RBS’s bonus pool has been leaked (allegedly). According the Sunday Times, bonuses at the bank will total £500m for 2013. RBS has issued a statement saying that the leak is premature and that it’s made no decision about bonuses yet, but the figure is already fueling outrage as per the headline from today’s Mirror below -
However, before anyone becomes too exercised about the generous pay being offered to investment bankers at RBS, they should look at the figures below. These are the average annual pay per head at the markets (investment banking) business.
2009: £174k
2010: £144k
2011: £141k
2012: £130k
2013: £108k (annualized, based upon pay in the first three quarters).
In other words, pay per head for investment bankers at RBS is on track to fall nearly 30% this year and has fallen by nearly 40% since 2009. Worse, the bank is rumoured to disproportionately reward a few top players in London and people at its Greenwich Capital Markets business in the U.S., leaving the rest to share the crumbs.
It helps explain why RBS bankers have been leaving for the likes of Nomura, which is reportedly one of the best payers in the City.
One headhunter who’s been pulling people from RBS this year told us people are typically paid 30% less than the their counterparts at rival banks. RBS chairman Sir Philip Hampton recently divulged his disgust at one senior RBS banker who was earning £4m but claimed he could receive £6m elsewhere.
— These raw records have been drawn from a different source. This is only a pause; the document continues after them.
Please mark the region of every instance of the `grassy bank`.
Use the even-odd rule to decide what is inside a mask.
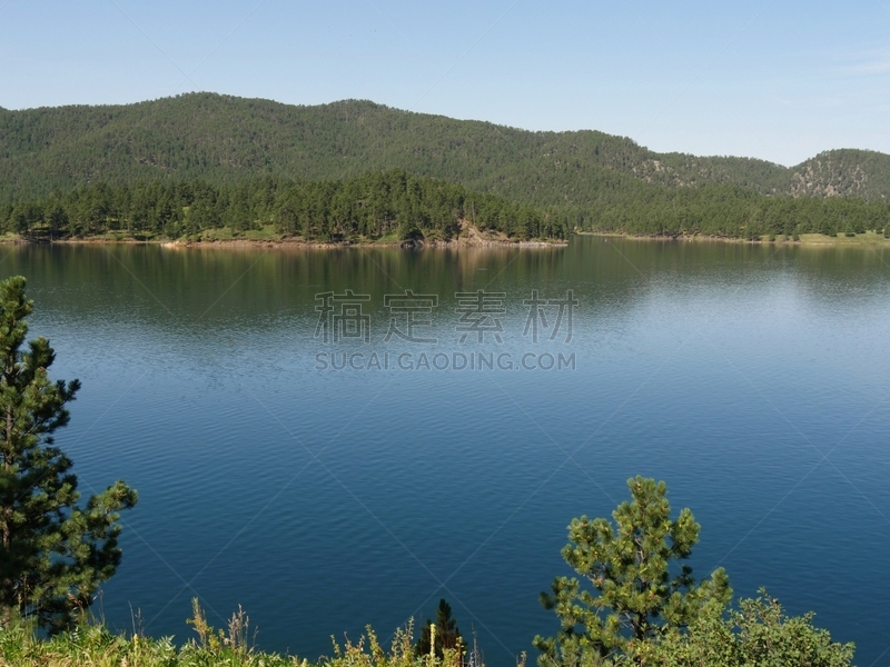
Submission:
[[[33,628],[19,624],[0,629],[2,667],[462,667],[456,651],[444,658],[415,655],[412,628],[399,629],[389,646],[380,646],[367,628],[357,641],[340,645],[332,638],[330,657],[314,663],[295,656],[263,653],[253,647],[247,616],[233,615],[226,630],[207,625],[200,609],[189,625],[196,636],[181,646],[172,637],[113,634],[99,623],[81,623],[75,630],[40,638]],[[484,667],[476,663],[476,667]]]

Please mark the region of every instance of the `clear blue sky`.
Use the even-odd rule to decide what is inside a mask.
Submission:
[[[890,0],[0,0],[0,106],[370,99],[660,151],[890,152]]]

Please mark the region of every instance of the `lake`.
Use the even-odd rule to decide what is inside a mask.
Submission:
[[[890,664],[887,249],[0,257],[52,377],[82,381],[57,438],[81,489],[139,491],[96,605],[112,627],[184,640],[199,596],[314,659],[444,597],[490,665],[533,659],[566,526],[639,474],[702,525],[696,575],[723,566],[736,596],[767,587]]]

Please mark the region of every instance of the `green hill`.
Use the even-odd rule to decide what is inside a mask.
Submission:
[[[532,132],[346,100],[316,107],[212,93],[126,106],[0,110],[0,201],[96,181],[235,183],[400,168],[537,205],[596,203],[629,181],[735,185],[767,195],[890,196],[890,156],[821,153],[797,167],[656,153],[583,130]]]

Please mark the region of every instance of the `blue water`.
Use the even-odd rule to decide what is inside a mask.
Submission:
[[[58,442],[85,494],[123,478],[123,561],[96,610],[189,636],[241,605],[264,649],[386,639],[446,598],[490,665],[556,618],[573,517],[633,475],[702,525],[691,564],[890,664],[890,252],[580,238],[542,250],[169,250],[1,255],[36,301],[53,378],[80,378]],[[315,338],[315,295],[370,299],[369,342]],[[384,342],[384,295],[435,293]],[[457,291],[504,292],[502,344],[458,342]],[[523,337],[528,299],[578,300],[572,340]],[[555,309],[550,309],[553,326]],[[565,322],[563,322],[565,325]],[[561,370],[402,370],[408,352],[574,355]],[[389,370],[316,355],[389,354]],[[338,357],[335,357],[335,359]],[[439,362],[442,362],[439,357]],[[546,361],[546,358],[545,358]]]

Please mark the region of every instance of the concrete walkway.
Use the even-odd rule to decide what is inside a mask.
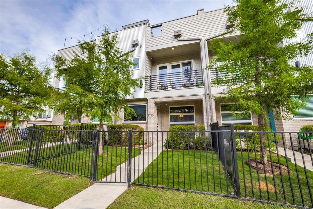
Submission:
[[[45,208],[0,196],[0,209],[45,209]]]
[[[285,156],[285,151],[283,147],[279,147],[279,154],[283,156],[285,156],[287,159],[290,160],[292,163],[295,164],[295,158],[293,155],[293,152],[290,149],[286,149],[286,153],[287,156]],[[295,152],[295,160],[297,164],[298,165],[304,168],[303,165],[303,160],[302,158],[302,155],[301,153],[298,152]],[[312,161],[311,157],[309,155],[303,154],[303,158],[304,158],[304,162],[305,164],[305,168],[307,169],[313,171],[313,165],[312,164]]]
[[[158,156],[162,149],[162,143],[159,142],[158,144],[155,144],[142,151],[139,155],[132,159],[132,181],[133,181],[142,173],[148,165]],[[139,164],[138,162],[140,163]],[[104,182],[127,181],[127,162],[117,166],[116,171],[115,173],[105,178],[102,181]],[[105,208],[126,190],[127,187],[127,184],[125,183],[96,183],[54,208],[55,209]]]

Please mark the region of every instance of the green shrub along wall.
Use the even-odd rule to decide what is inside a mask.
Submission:
[[[29,126],[27,127],[28,129],[32,129],[33,126]],[[35,129],[39,129],[41,128],[42,130],[48,130],[49,131],[44,132],[43,135],[41,137],[41,140],[44,142],[57,142],[63,141],[66,137],[66,133],[65,131],[59,131],[60,128],[57,126],[35,126]],[[27,139],[30,140],[31,137],[31,131],[29,131],[28,133]],[[33,139],[34,140],[37,140],[38,137],[38,130],[35,130],[34,132]]]
[[[109,139],[109,144],[112,146],[127,146],[128,143],[128,132],[129,130],[135,131],[132,135],[132,144],[143,145],[143,134],[141,132],[143,128],[137,125],[132,124],[117,124],[108,125],[109,131],[118,131],[118,132],[109,132],[106,137]]]
[[[234,128],[235,131],[259,131],[259,126],[254,126],[253,125],[234,125]],[[272,130],[268,127],[265,127],[264,131],[271,131]],[[265,134],[265,142],[264,143],[264,147],[265,149],[268,151],[269,142],[268,141],[266,134]],[[247,144],[248,148],[249,150],[254,151],[255,149],[257,151],[260,151],[261,149],[261,141],[260,139],[260,135],[258,133],[255,133],[253,135],[252,133],[238,134],[235,133],[235,139],[236,139],[236,147],[237,149],[242,148],[247,148]],[[275,143],[275,137],[274,134],[269,134],[268,135],[269,137],[268,141],[269,142],[269,147],[270,147],[271,151],[272,152],[276,152],[276,145]],[[280,137],[276,135],[276,141],[279,141]],[[241,145],[240,146],[240,141],[241,140]],[[247,141],[248,142],[247,142]],[[254,149],[254,142],[255,143],[255,148]]]
[[[205,150],[210,147],[211,141],[207,133],[205,132],[193,132],[196,131],[205,131],[203,125],[197,126],[173,126],[171,127],[170,132],[165,140],[164,147],[173,149],[194,149]],[[187,132],[180,132],[183,131]]]

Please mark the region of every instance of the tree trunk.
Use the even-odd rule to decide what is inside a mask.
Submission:
[[[259,131],[264,131],[264,117],[262,115],[258,115],[258,123],[259,123]],[[263,164],[266,166],[267,165],[267,153],[265,148],[265,136],[264,134],[260,134],[261,143],[261,155],[262,157],[262,161]]]
[[[103,126],[102,125],[103,124],[103,116],[101,114],[100,119],[99,120],[99,126],[100,126],[99,127],[99,130],[100,131],[100,134],[99,136],[99,151],[98,152],[98,154],[99,155],[102,155],[103,153],[103,146],[102,145],[103,140],[102,139],[102,131],[103,130]]]

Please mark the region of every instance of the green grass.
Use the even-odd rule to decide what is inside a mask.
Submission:
[[[49,170],[90,176],[93,157],[92,156],[92,147],[82,145],[81,148],[80,150],[78,150],[76,144],[62,144],[41,149],[38,153],[36,167]],[[127,148],[105,146],[103,147],[103,154],[98,157],[98,180],[100,180],[114,173],[117,166],[127,161]],[[138,148],[133,148],[132,157],[137,155],[138,152]],[[62,153],[63,154],[61,155]],[[26,164],[28,154],[28,151],[20,152],[0,158],[0,161]],[[34,156],[34,150],[31,153],[30,165],[33,165]]]
[[[0,163],[0,196],[52,208],[88,187],[89,179]]]
[[[108,208],[287,208],[218,196],[132,186]]]
[[[185,151],[183,155],[182,152],[182,150],[172,151],[170,150],[168,151],[163,151],[152,163],[149,165],[145,172],[135,180],[135,182],[150,185],[215,193],[230,195],[233,194],[232,194],[232,193],[234,192],[234,190],[230,184],[229,179],[226,177],[225,171],[220,163],[219,169],[219,162],[215,152],[208,152],[206,153],[207,156],[207,161],[205,151],[195,151],[194,152],[193,150],[190,151],[189,153],[190,156],[190,162],[188,160],[188,152]],[[201,158],[200,157],[200,153]],[[282,181],[281,180],[280,174],[275,175],[274,176],[267,174],[269,195],[268,196],[265,175],[264,173],[259,172],[259,177],[260,181],[259,186],[257,172],[256,170],[251,168],[251,175],[250,177],[250,169],[246,163],[248,159],[248,154],[247,153],[244,153],[242,159],[243,159],[244,172],[244,169],[243,169],[241,153],[238,153],[238,155],[242,197],[245,197],[246,196],[249,199],[254,197],[255,199],[262,199],[267,201],[269,199],[271,201],[278,201],[285,203],[285,194],[286,199],[286,203],[294,204],[288,174],[282,174]],[[258,155],[257,157],[259,157]],[[254,153],[253,154],[250,153],[250,158],[255,158]],[[268,157],[269,160],[269,155],[268,155]],[[277,157],[276,158],[274,156],[272,157],[274,161],[278,162]],[[286,164],[286,159],[284,158],[281,157],[280,159],[281,164]],[[291,169],[290,180],[294,190],[295,203],[297,205],[302,205],[303,204],[295,170],[295,166],[294,163],[290,161],[288,161],[288,165]],[[299,166],[297,166],[297,168],[300,184],[303,194],[304,204],[307,206],[312,207],[308,184],[305,178],[304,169]],[[220,171],[220,172],[219,172]],[[307,170],[307,172],[311,190],[313,191],[313,172],[309,170]],[[274,180],[275,181],[275,185],[276,188],[276,191],[275,189]],[[283,190],[282,187],[283,183],[284,184]],[[245,190],[245,184],[246,185]],[[227,190],[228,185],[228,191]],[[260,189],[262,198],[260,195]],[[276,194],[277,200],[276,197]]]

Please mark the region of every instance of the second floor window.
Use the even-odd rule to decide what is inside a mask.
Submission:
[[[133,66],[133,69],[138,69],[139,68],[139,61],[140,58],[139,57],[136,57],[133,59],[133,62],[134,63],[134,65]]]
[[[162,35],[162,25],[151,27],[151,37],[158,36]]]

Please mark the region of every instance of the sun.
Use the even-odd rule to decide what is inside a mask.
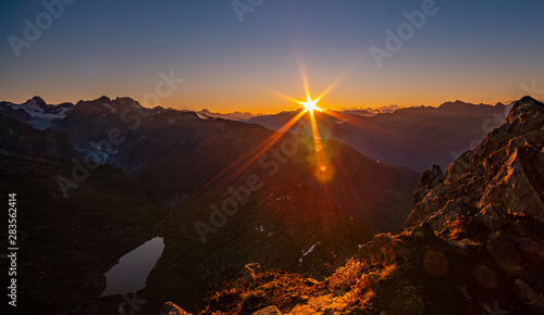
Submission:
[[[308,96],[308,99],[306,100],[306,102],[300,102],[299,101],[298,103],[300,103],[302,106],[305,106],[305,110],[307,112],[310,112],[310,113],[313,113],[313,111],[321,112],[321,109],[316,105],[319,102],[320,99],[321,98],[317,98],[317,99],[312,100],[310,98],[310,96]]]

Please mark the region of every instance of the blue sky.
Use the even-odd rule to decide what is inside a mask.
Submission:
[[[383,49],[385,30],[396,33],[404,12],[425,1],[263,0],[240,23],[232,1],[72,0],[20,58],[10,36],[25,39],[23,21],[47,11],[40,1],[2,1],[0,99],[141,101],[159,73],[172,72],[184,81],[160,98],[164,106],[277,112],[297,106],[280,93],[305,99],[300,63],[312,96],[344,73],[322,99],[333,109],[496,102],[531,81],[544,89],[537,0],[436,0],[436,14],[379,67],[370,48]]]

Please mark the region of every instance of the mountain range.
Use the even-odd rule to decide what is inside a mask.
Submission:
[[[511,109],[505,105],[446,102],[437,108],[397,109],[371,115],[368,111],[316,112],[321,135],[339,140],[366,156],[423,172],[447,166],[500,126]],[[279,130],[296,112],[260,115],[249,123]],[[290,130],[299,126],[295,125]],[[304,129],[302,129],[304,130]]]

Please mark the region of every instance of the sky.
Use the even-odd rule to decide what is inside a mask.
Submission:
[[[327,109],[544,99],[543,12],[541,0],[7,0],[0,100],[274,113],[306,87]]]

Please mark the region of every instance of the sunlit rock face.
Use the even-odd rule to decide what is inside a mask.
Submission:
[[[220,292],[202,314],[256,301],[282,314],[544,314],[543,147],[544,104],[526,97],[445,174],[422,175],[404,230],[376,235],[322,282],[257,273],[245,295]],[[267,291],[286,282],[307,299]]]

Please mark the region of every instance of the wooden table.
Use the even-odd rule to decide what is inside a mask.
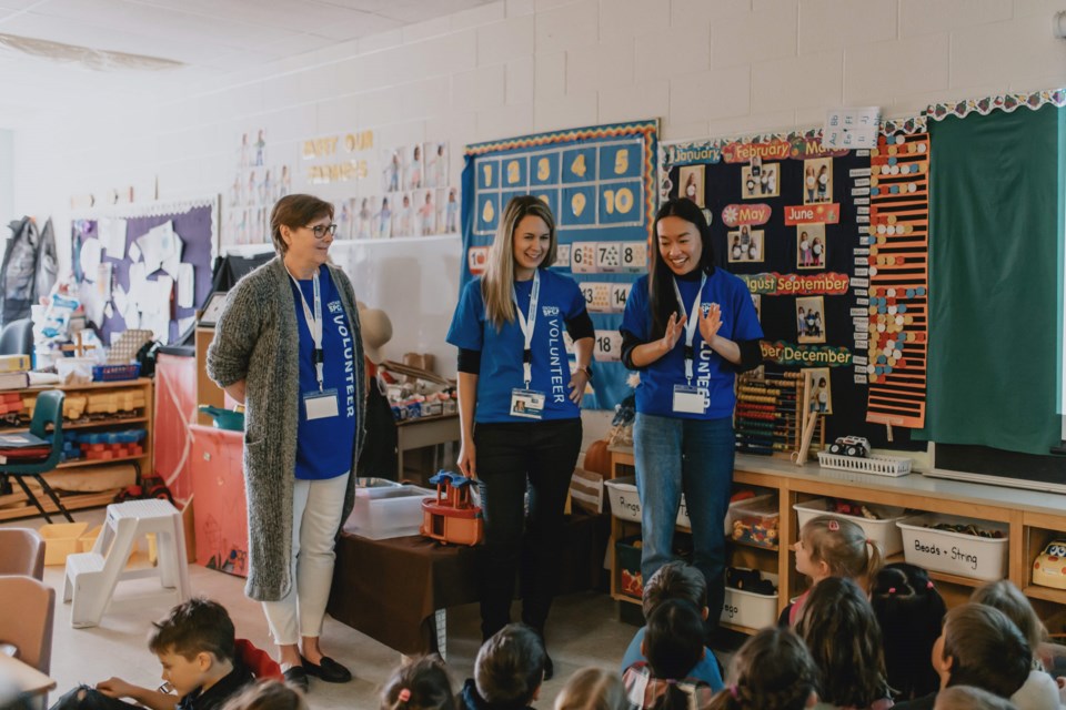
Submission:
[[[440,446],[459,442],[459,415],[445,414],[435,417],[415,417],[396,423],[396,480],[403,479],[403,453],[424,446]],[[438,465],[434,458],[434,465]]]
[[[31,696],[43,696],[56,689],[56,681],[7,653],[0,653],[0,676],[14,680],[20,692]]]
Another headhunter, speaking on condition of anonymity, said he works with RBS and that pay there isn’t that bad. “RBS don’t have the luxury of paying to attract people in the way that JPMorgan, Goldman and Citi do, but they do get close to market level for their top producers,” he told us.
Simon Maughan, head of research at Olivetree Financial, said the situation may get worse for bankers at RBS as the next British election approaches in 2015: “Pay at RBS has been crushed in the past few years, but that’s not seen as newsworthy. RBS is being run according to a purely political agenda and that leaves people who work there in a difficult spot.
“You can hound them and hound them until eventually – like Hester – they will give up,” added Maughan. “It would be easier if the government simply admitted that it doesn’t want the investment bank.”
RBS chief executive Ross McEwan is due to deliver the results to a strategic review of the bank’s markets division in February. Poor pay may simply be a ruse to force exits and avoid redudnancy payments.